HANet: A Hierarchical Attention Network for Change Detection With Bitemporal Very-High-Resolution Remote Sensing Images
This work addresses a specific bottleneck in remote sensing change detection, offering incremental improvements for applications like environmental monitoring.
The paper tackles the problem of class imbalance between changed and unchanged pixels in change detection with remote sensing images, proposing a progressive foreground-balanced sampling strategy and a hierarchical attention network (HANet) that achieves improved detection performance, as validated on two datasets with extremely unbalanced labels.
Benefiting from the developments in deep learning technology, deep-learning-based algorithms employing automatic feature extraction have achieved remarkable performance on the change detection (CD) task.
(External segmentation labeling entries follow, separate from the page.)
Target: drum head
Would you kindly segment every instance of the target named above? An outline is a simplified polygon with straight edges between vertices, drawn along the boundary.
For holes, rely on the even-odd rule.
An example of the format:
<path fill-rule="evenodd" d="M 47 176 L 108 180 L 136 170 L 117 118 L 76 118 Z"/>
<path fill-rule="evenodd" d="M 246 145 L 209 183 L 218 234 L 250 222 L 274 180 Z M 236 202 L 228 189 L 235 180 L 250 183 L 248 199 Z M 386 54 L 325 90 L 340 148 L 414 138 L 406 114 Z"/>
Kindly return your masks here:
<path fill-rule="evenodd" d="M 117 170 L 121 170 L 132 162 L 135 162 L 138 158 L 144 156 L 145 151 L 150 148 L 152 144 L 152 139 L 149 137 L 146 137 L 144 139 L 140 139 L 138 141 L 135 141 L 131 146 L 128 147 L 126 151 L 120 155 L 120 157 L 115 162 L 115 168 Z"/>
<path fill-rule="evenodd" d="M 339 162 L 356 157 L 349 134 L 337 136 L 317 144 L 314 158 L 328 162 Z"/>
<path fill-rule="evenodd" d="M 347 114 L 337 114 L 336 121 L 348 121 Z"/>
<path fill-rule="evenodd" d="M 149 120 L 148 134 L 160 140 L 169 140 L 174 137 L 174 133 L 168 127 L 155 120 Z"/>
However, the performance of existing deep-learning-based CD methods is hindered by the imbalance between changed and unchanged pixels. To tackle this problem, a progressive foreground-balanced sampling strategy on the basis of not adding change information is proposed in this article to help the model accurately learn the features of the changed pixels during the early training process and thereby improve detection performance.Furthermore, we design a discriminative Siamese network, hierarchical attention network (HANet), which can integrate multiscale features and refine detailed features. The main part of HANet is the HAN module, which is a lightweight and effective self-attention mechanism. Extensive experiments and ablation studies on two CDdatasets with extremely unbalanced labels validate the effectiveness and efficiency of the proposed method.